I am buying you a present, damn it. Unless you want old VHS tapes and Werther’s Originals, make the effin list.
November 22, 2011
I LOVE when people are too dumb to notice you are making fun of them. You know, when they are the perfect combination of outspoken and horribly stupid. They just open up these wonderful doors into Snide-Comment Land and Judgmental-Eyebrow-Raise Universe. All these assholes need is enough time, and they will just make your point for you.
Instead of sitting back in judgment, like most people with even the tiniest bit of pity for stupidity would do, I take an active role in these conversations. Every sentence, I test my ability to make a joke that goes over this idiot’s head. Or even better, comically point out their flaws in a sweet-as-pie voice. The whole time walking that fine line between mildly condescending and enough positive reassurance to keep them going.
These people love to burp up nuggets of the undigested pieces of shit they feed to their ego. It just makes my day to make fun of this poop-filled person without them knowing.
November 21, 2011
I hate when people interrupt a conversation to tell their story. There’s a good flow, 3 or 4 people all equally contributing, and then the story trumper shows up. You know, the person who has THE BEST story, which is inevitably long, convoluted, irrelevant, and ultimately SOOOO boring.
Look, everyone has their off day when telling a story. Not every story can be as successful as Harry Potter or even that story where that one guy shit his pants. In fact, most stories border on whamp whamp. Those stories don’t bother me. It is the story teller that bothers me. It is the person who silences everyone else because they have to tell you how awesome they are/what a train wreck their friend is/how they are going to s some d later, or whatever. I don’t care.
If your story takes longer to set up than to tell, I don’t care. If your story is an inside joke to a different group of friends, I don’t care. If your story isn’t going to make my drink shoot out of my nose, I don’t care. I don’t care about your ex’s. I don’t care about the fantastic club you can’t remember the name of. AND I certainly don’t care how long it took you to find that pair of shoes.
Get it straight – unless it is actually funny, don’t waste my time and ruin a conversation with your horrible story that no one cares about.
November 18, 2011
It really grinds my gears that the minutes move by so effing slowly on friday.
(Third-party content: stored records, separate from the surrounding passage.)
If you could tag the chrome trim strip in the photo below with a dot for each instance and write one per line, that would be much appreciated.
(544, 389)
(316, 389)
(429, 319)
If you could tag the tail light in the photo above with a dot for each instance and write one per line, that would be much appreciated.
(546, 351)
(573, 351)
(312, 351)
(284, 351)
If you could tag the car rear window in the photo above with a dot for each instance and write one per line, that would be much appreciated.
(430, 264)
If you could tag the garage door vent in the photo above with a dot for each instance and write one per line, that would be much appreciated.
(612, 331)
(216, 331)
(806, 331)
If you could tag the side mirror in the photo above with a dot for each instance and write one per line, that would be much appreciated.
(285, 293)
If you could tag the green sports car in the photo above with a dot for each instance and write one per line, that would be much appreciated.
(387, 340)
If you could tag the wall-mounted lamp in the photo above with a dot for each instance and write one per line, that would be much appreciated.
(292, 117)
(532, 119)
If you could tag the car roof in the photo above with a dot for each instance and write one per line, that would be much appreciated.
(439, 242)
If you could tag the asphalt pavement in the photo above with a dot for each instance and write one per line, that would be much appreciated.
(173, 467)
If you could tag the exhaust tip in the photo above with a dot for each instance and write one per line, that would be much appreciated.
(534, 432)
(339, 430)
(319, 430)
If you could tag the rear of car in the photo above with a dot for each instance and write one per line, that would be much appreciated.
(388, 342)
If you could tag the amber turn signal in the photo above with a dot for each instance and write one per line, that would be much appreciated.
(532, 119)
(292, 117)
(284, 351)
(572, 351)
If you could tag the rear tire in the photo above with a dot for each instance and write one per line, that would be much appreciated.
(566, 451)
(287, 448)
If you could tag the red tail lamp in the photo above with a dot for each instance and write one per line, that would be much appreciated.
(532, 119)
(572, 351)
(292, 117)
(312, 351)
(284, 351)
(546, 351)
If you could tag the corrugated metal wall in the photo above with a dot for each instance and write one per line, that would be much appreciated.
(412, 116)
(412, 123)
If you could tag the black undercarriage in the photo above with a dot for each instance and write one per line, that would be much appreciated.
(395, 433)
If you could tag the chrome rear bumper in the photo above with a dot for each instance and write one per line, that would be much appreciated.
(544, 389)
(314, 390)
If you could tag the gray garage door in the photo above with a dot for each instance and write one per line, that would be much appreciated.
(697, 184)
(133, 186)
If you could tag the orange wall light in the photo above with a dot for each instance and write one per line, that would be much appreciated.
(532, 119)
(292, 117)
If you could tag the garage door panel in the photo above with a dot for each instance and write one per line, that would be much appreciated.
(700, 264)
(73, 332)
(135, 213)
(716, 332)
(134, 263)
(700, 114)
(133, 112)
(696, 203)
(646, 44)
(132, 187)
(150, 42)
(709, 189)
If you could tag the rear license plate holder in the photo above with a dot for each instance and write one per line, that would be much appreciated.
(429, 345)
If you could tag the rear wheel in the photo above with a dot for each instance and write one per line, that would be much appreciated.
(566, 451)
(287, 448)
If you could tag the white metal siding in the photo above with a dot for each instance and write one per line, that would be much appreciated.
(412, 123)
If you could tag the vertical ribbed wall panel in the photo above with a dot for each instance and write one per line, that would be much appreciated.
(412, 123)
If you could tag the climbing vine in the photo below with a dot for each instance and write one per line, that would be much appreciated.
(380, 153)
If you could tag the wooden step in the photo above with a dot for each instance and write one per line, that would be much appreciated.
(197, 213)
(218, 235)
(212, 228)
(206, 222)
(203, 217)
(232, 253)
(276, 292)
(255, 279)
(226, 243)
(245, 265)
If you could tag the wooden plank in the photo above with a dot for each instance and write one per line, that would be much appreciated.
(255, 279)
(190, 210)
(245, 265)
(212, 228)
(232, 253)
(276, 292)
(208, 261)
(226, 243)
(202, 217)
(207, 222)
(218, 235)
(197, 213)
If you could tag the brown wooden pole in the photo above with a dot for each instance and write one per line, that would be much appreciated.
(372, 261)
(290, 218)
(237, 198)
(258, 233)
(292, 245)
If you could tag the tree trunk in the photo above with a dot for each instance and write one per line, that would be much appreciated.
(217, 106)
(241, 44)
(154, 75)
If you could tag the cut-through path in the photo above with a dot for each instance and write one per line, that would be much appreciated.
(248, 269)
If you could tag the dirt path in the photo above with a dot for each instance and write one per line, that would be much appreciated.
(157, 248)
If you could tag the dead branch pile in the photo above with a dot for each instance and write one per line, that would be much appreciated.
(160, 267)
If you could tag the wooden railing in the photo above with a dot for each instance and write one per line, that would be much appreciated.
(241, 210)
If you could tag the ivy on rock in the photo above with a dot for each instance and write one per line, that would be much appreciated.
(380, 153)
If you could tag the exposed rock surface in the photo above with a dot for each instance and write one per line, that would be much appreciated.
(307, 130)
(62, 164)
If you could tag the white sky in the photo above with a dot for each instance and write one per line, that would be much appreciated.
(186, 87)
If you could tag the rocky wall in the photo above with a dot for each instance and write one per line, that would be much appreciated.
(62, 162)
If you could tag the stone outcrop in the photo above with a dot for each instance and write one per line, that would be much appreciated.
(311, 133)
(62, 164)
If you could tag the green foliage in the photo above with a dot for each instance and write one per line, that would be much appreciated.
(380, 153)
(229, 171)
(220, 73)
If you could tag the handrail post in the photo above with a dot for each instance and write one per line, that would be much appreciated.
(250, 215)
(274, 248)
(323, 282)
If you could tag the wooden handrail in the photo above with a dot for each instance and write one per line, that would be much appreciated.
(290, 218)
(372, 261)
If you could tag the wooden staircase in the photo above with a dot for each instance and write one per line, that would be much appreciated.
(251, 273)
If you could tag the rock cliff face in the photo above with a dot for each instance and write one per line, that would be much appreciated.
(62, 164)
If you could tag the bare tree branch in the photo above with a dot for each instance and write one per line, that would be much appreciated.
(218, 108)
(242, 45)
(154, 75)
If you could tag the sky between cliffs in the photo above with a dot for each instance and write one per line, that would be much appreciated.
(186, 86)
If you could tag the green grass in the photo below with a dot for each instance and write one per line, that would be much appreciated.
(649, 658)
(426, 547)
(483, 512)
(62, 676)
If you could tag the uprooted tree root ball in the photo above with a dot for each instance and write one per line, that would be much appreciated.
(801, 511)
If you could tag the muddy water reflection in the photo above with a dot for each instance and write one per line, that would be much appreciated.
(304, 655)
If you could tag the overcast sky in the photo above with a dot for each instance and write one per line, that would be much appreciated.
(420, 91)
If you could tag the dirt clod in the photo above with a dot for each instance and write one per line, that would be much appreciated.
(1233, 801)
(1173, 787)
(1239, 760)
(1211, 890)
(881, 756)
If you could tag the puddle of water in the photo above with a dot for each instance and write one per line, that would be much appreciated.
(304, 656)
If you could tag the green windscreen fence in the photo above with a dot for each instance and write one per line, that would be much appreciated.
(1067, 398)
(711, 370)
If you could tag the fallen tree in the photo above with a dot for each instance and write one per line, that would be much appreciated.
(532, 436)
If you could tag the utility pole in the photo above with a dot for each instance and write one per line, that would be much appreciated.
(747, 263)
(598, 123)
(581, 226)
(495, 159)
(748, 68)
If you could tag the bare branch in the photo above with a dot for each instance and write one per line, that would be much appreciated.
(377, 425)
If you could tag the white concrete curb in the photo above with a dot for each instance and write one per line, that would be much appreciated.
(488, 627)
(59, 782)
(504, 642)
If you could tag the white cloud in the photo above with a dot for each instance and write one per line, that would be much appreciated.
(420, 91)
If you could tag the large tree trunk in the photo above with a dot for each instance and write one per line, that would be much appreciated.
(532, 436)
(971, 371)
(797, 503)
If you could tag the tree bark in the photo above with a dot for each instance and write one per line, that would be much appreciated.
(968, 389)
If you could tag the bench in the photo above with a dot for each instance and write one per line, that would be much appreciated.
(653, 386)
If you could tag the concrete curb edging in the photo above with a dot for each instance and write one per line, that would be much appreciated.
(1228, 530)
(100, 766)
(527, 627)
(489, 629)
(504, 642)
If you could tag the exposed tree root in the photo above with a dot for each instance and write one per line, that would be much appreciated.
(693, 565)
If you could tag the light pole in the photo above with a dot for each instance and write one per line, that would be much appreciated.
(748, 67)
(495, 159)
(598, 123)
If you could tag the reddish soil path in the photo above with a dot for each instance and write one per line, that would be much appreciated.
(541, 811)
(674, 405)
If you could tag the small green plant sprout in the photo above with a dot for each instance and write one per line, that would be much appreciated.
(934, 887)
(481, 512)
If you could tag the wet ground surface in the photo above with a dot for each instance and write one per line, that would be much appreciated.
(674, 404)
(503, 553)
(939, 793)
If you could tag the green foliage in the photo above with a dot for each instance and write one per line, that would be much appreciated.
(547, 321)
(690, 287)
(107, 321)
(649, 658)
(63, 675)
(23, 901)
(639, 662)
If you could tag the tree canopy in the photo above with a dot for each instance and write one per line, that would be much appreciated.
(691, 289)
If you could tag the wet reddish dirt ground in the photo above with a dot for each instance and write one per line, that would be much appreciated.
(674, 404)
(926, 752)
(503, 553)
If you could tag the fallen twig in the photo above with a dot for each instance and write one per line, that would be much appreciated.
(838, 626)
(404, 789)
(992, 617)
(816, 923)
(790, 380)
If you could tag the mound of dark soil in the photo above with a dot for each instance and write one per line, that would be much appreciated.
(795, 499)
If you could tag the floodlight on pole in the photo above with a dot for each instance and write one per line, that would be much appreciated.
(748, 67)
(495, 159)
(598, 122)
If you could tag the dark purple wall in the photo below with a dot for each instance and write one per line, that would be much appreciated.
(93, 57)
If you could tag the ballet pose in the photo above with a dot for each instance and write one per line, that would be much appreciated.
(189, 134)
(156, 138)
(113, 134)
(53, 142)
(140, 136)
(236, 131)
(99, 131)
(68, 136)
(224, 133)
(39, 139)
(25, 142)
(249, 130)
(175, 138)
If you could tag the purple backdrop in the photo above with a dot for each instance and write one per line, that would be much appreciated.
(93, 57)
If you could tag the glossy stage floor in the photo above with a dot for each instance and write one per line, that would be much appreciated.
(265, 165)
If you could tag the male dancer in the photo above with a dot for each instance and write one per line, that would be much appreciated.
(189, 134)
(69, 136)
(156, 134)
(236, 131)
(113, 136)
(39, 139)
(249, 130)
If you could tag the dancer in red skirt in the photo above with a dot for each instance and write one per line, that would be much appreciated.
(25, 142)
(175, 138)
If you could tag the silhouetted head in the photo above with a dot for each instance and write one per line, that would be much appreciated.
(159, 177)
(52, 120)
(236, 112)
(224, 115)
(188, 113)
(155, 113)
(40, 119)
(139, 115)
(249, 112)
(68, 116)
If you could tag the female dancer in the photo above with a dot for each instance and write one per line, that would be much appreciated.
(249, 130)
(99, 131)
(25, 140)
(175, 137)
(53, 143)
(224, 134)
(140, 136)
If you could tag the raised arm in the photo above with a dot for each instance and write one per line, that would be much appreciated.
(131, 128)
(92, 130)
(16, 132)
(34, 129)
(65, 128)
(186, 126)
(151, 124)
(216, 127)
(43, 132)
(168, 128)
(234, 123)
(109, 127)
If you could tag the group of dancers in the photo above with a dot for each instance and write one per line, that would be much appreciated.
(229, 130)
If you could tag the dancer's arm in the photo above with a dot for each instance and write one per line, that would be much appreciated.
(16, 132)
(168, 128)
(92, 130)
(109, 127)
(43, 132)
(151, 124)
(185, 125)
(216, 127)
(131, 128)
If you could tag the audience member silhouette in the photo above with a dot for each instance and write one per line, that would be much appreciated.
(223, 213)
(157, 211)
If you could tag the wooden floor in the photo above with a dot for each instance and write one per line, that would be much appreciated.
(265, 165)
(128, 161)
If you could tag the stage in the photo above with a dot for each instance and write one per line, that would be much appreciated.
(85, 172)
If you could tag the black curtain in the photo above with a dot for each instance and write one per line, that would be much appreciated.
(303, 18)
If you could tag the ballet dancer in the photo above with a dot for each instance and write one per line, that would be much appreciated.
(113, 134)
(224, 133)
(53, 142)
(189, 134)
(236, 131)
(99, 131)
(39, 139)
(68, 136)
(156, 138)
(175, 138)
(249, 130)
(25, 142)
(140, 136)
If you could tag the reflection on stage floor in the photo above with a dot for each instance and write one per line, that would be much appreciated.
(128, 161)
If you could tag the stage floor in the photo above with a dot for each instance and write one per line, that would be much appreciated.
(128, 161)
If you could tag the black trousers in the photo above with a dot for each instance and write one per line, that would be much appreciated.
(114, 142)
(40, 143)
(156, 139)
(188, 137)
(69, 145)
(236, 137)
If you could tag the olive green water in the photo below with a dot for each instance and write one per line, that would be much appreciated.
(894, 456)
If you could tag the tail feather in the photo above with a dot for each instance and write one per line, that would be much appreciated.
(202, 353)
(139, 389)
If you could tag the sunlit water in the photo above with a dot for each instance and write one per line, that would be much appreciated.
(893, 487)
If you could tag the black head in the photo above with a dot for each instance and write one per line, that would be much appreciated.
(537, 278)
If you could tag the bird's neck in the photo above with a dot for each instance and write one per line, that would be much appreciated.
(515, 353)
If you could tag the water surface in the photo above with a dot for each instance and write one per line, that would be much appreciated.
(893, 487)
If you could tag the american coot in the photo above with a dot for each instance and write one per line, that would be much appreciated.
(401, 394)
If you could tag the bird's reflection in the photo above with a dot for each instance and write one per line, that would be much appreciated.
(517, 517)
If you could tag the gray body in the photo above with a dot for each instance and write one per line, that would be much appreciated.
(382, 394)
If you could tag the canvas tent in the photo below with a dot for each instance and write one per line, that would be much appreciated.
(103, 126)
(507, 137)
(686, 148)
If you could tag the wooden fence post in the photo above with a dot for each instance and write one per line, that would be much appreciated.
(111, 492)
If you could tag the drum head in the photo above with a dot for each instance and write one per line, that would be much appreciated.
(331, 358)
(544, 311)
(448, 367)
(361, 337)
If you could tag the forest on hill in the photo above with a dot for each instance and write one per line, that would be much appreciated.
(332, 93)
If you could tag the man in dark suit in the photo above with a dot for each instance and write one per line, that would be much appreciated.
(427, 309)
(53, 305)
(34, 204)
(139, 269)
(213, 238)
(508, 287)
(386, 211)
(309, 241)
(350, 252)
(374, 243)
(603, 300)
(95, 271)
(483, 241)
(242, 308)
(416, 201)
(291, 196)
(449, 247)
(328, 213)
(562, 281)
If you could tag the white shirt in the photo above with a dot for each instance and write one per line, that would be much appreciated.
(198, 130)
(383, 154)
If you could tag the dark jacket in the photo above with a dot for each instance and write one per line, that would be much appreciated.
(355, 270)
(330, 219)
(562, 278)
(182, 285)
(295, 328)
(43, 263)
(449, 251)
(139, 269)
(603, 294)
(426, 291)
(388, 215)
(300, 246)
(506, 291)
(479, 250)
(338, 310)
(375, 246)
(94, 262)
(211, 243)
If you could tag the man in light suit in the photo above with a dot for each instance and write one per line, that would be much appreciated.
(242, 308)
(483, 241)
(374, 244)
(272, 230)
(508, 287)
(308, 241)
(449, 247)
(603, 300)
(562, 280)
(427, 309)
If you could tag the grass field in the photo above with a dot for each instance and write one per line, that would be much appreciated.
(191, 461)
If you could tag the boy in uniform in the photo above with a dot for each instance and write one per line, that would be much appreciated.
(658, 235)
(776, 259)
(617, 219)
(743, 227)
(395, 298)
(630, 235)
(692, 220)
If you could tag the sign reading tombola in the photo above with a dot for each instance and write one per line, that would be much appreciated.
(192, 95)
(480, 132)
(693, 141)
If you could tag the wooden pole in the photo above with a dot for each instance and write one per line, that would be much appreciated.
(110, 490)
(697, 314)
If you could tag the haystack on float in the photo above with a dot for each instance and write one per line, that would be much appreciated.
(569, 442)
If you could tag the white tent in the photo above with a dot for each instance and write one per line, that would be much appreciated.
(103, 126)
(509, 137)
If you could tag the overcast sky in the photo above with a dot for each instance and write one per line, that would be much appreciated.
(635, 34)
Everyone walks around saying, “Thank God it’s Friday!” or “The weekend is almost here!” Well it is not the weekend yet, people.
I hate that I sit at my desk and think, “An hour MUST have passed.” No, it’s been 3 minutes. It’s almost the weekend. BLAH BLAH. Can some on tell that to the clock? I’ve been at work for at least 10 hours, and it isn’t even noon yet. Seriously, WTF? (To all my friends in firm life, this is hyperbole, not truth – if I was still at the firm, it could actually be true.)
Because it is Friday, and I will not be ranting over the weekend, here is my weekend rant:
Lafayette – YOU SUCK. People who went to Lafayette are simply people who Lehigh rejected. You are like the red-headed step child of the PA schools. Thank God tailgates are at Lehigh this year, because I couldn’t stand two years in a row in that mud pit you call tailgates. Grow a pair, learn how to party. And seriously, who cares about the football game– this weekend is just a time to remind you that Lehigh kids win at life.